McCreary’s opening number reveals a fascination with rectifying two supremely technical genres and multiple avenues through which to combine them. McCreary understands that using heavy metal chords as a base to develop period melodies works far better than transitioning from a lute into a slide guitar solo outright; it’s how a track like “Demon Apes” can move from metal/violin splices to ghostly wails in seconds. “The Game Master” recalls the face-melting whines of a Kirk Hammett ballad on its back-end while the crux of the track indulges in a celtic carousel waltz that McCreary fuses with a slow version of “Eliphaz’s” bagpipes. “Out of Game” begins with a noble, sexy horn riff that sounds like it could be a lost Batman theme until it moves from its funereal melody in the oboe to some pretty forgettable wheel-spinning in the guitars and tom-toms.

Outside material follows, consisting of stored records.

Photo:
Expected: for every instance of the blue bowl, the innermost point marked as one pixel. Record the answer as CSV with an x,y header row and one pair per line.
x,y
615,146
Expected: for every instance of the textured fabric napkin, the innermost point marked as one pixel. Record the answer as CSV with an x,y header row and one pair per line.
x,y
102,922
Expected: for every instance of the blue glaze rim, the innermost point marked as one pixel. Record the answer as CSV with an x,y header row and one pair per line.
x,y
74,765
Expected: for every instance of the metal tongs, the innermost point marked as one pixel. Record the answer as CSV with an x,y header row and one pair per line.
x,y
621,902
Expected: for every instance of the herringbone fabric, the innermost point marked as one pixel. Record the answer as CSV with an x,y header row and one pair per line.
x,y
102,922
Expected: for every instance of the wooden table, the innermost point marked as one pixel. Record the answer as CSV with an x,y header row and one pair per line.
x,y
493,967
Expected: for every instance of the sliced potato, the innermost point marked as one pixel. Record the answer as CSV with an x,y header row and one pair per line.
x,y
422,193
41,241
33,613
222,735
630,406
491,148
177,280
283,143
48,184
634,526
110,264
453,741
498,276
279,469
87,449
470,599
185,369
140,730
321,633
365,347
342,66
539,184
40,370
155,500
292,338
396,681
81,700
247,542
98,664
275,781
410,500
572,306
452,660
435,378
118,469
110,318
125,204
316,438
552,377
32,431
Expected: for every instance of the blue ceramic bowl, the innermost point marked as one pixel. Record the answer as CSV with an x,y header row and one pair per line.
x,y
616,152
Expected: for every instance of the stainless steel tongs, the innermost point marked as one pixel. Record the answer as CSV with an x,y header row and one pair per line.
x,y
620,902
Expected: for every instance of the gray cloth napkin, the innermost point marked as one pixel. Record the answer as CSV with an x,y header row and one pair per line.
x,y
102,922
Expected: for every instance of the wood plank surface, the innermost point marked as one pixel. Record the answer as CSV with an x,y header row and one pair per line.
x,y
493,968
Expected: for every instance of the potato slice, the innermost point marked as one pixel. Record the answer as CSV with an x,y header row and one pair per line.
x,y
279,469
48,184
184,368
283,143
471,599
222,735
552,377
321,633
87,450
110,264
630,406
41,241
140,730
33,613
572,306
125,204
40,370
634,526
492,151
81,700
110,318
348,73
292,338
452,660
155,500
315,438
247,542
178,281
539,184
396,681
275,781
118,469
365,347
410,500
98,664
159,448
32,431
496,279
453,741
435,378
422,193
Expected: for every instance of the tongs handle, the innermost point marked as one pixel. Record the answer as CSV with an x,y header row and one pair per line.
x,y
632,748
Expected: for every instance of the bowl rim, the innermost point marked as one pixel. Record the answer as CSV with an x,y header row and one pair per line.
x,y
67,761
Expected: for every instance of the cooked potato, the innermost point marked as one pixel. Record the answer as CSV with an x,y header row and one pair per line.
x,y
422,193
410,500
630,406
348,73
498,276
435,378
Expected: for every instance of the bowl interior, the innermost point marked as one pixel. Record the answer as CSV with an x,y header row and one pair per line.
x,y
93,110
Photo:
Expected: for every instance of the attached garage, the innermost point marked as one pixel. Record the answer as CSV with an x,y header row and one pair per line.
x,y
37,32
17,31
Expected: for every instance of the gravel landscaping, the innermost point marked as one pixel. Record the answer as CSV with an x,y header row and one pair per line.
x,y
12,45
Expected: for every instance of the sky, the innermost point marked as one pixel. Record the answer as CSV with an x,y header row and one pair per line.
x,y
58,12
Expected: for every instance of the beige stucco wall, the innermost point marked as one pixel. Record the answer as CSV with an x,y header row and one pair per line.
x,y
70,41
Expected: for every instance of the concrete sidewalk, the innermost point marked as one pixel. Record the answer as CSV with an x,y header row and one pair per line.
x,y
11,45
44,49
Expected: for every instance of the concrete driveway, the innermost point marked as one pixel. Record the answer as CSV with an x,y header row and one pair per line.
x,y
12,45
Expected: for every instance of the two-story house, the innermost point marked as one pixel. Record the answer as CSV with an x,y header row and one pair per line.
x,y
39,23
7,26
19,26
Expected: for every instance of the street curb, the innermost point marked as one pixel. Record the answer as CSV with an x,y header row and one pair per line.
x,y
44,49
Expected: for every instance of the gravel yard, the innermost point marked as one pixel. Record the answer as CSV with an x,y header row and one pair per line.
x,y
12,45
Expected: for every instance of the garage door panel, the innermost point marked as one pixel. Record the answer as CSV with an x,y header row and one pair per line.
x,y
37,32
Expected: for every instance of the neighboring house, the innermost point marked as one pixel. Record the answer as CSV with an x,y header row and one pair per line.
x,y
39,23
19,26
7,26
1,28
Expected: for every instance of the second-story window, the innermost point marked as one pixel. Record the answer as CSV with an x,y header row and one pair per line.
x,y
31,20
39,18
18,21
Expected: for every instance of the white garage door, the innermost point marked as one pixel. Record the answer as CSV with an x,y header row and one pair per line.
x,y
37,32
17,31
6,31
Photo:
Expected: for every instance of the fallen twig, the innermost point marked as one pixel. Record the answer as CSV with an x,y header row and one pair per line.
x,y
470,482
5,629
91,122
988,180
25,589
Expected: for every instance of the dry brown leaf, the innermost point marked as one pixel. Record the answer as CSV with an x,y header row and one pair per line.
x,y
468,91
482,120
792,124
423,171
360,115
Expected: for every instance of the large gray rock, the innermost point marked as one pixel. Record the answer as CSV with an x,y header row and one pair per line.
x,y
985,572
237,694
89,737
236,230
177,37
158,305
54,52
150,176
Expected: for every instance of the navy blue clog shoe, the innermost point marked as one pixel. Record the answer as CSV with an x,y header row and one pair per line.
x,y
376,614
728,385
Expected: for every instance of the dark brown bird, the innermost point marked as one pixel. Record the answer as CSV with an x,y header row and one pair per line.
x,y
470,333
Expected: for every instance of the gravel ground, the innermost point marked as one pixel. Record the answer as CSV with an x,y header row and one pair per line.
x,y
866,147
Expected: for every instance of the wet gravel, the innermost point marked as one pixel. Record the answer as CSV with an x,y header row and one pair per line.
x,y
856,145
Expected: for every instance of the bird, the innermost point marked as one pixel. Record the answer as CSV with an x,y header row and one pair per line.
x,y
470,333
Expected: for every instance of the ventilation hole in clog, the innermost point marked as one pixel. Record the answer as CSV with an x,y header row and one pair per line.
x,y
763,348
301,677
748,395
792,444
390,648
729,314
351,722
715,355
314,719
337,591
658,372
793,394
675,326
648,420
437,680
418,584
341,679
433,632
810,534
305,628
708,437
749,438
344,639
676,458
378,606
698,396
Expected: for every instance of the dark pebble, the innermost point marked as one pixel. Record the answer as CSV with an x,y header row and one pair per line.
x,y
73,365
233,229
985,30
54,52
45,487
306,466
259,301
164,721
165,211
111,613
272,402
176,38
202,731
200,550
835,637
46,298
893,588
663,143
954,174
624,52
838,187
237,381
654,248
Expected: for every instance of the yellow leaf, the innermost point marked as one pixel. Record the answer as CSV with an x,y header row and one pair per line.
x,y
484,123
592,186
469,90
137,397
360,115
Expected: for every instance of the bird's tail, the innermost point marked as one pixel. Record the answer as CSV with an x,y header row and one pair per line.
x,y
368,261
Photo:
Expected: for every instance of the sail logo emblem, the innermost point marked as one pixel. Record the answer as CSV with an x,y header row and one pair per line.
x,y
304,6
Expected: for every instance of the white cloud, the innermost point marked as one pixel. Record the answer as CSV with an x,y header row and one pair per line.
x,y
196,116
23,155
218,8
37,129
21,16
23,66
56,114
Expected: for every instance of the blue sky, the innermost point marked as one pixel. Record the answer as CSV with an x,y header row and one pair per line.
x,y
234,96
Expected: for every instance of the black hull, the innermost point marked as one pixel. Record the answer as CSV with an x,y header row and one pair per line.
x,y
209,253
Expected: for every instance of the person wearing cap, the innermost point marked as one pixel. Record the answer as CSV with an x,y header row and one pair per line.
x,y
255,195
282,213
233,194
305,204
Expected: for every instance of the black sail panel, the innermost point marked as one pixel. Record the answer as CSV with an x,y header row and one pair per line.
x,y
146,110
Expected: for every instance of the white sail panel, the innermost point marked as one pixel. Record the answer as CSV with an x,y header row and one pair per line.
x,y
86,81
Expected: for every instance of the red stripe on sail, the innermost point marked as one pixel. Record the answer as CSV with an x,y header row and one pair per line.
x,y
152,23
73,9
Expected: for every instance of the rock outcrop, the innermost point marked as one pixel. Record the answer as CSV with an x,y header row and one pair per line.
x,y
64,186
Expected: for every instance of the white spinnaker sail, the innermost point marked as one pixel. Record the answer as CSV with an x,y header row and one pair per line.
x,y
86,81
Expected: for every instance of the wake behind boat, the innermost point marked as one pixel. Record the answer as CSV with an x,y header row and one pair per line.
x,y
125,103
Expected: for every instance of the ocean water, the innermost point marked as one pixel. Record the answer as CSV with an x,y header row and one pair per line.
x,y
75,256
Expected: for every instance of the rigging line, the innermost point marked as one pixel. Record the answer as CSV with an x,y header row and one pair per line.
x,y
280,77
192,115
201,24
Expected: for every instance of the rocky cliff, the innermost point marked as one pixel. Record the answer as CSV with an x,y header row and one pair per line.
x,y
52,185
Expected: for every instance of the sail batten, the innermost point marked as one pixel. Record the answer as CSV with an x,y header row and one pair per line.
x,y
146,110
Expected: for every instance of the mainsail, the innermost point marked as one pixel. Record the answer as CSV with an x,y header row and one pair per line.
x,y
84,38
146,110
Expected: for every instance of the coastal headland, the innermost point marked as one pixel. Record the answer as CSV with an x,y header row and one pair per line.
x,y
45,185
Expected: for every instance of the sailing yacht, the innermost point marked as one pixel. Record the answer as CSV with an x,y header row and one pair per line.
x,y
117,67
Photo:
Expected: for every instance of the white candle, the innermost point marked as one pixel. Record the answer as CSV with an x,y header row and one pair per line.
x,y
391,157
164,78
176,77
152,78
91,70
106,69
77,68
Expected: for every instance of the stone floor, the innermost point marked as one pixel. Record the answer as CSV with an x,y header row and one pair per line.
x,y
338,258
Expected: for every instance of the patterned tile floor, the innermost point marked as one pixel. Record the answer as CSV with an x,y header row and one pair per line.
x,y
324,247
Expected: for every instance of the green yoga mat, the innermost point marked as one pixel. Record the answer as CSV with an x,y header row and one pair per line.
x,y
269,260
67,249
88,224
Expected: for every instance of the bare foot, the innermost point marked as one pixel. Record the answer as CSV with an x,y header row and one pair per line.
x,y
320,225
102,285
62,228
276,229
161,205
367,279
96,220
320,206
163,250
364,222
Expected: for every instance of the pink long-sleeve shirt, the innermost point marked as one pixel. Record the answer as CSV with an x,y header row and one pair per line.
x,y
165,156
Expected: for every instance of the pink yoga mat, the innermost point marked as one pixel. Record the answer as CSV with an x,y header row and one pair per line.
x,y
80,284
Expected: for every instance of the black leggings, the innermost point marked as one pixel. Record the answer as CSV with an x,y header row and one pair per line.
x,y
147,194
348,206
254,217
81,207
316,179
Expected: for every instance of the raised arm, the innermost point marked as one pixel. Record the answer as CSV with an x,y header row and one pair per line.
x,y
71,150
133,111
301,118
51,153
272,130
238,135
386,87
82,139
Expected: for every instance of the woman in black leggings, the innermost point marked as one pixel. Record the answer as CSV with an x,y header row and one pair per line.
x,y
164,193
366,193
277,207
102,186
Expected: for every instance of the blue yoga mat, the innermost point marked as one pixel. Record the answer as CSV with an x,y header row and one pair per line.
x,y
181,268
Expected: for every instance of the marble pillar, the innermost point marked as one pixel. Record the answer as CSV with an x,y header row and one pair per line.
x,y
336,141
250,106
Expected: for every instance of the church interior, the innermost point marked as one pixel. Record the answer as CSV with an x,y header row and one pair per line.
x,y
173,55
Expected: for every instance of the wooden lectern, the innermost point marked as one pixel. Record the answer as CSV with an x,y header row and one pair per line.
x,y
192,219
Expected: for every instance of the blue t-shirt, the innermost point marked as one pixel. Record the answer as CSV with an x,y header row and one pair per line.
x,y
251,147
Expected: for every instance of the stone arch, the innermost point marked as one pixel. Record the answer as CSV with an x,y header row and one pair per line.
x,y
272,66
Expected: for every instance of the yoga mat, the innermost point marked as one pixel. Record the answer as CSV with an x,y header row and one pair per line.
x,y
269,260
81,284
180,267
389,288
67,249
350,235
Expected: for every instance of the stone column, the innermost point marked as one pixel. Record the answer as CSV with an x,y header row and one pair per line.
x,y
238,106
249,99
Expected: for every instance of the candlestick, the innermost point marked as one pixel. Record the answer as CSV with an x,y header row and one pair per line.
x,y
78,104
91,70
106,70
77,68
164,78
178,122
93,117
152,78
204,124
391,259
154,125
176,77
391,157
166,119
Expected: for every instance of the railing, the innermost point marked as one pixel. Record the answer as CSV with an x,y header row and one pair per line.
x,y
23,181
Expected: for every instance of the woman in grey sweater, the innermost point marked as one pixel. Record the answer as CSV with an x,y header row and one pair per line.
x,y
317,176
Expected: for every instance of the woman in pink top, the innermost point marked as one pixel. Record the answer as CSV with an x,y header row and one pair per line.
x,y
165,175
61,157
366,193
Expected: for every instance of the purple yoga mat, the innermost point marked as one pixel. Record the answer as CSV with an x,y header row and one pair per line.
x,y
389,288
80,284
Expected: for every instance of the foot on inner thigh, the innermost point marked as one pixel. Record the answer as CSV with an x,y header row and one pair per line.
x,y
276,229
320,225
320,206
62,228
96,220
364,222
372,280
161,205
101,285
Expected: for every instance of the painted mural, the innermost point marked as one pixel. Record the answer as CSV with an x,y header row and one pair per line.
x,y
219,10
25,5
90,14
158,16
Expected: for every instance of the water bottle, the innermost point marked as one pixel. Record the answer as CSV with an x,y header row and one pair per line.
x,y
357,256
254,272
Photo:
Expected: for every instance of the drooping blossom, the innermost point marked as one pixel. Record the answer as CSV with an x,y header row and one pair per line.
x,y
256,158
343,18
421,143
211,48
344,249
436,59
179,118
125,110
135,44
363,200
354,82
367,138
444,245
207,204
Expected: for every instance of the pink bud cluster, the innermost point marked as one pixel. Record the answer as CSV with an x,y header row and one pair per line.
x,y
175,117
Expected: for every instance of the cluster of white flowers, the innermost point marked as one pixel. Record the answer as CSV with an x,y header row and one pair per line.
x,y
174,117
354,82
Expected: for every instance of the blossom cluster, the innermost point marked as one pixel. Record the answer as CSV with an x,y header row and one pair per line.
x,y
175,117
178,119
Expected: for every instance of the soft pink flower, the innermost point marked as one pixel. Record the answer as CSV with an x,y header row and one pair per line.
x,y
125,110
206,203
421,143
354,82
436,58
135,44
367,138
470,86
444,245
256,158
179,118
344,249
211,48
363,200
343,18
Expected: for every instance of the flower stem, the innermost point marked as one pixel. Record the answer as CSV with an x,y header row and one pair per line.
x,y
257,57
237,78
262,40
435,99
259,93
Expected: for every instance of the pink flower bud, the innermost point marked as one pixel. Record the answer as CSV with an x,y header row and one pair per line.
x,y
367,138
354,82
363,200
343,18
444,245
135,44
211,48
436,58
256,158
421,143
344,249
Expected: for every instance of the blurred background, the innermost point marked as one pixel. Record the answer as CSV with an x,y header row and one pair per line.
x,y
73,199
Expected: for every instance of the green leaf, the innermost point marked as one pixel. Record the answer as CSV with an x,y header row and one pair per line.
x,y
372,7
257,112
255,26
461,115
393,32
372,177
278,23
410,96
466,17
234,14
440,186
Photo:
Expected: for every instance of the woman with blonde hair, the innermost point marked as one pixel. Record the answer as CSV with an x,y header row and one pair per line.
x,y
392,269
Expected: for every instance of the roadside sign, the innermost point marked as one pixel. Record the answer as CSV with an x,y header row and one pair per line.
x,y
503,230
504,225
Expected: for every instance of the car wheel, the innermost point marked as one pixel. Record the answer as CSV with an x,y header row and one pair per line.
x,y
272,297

McCreary isn’t just content with consolidating these diametrically opposing soundscapes, as he preserves some of their innate and even unavoidable aesthetic differences. “Slightly Badass’s” stoicism is undermined by smart-assed acid guitar, while “The Sigilum Dei Aemaeth” begins with some horror tropes in abrupt slams and its strings’ tremors before crunchy guitars stab their chromatic half-steps. In the more “aggressively metal” numbers, “Joe’s Power Ballad” features a wandering riff that sounds ripped from Mastodon’s Leviathan before aping the sounds of 80s hair metal. “At the Gates,” which closes out the film, is more or less an extended jam on a springy bass groove with vocals from brother (and occasional Battlestar collaborator) Brendan McCreary that don’t sound far off from Wolfmother’s Andrew Stockdale or a poor man’s Robert Plant. (Surely, thou didn’t believe the film’s constant references to “Evermore” were pure coincidence, fair squire?) The metal band arrangement “Your Heart Sucks My Soul” receives not one but two versions on the disc, the former “Garage Version” featuring a combination of Megadeth-esque vocals over a forgotten Godsmack jam that’s as about bad as it sounds. The latter cut is the longer and, as often goes in metal, the superior version. I have no idea who the “he” is that’s destined to rise from the abyss, but I’ll be first in line to compliment our new hellish overlord on his great taste.

In an interview with The Nerdist, McCreary claims to have divvied up his score thematically according to faction. Court music for the nerds, distorted guitars for the rockers, abrasive orchestra for the demons, etc. Taken separately, its themes feel like flashes in a bottle. More broadly, Knights of Badassdom is a score defined and enhanced by its film’s niche appeal and more successfully, McCreary’s interest in technically-minded genres as insular and off-putting as chamber music and death metal. It also might be one musician’s answer to that age-old high school question of why dragons and goth makeup always seem to go hand-in-hand.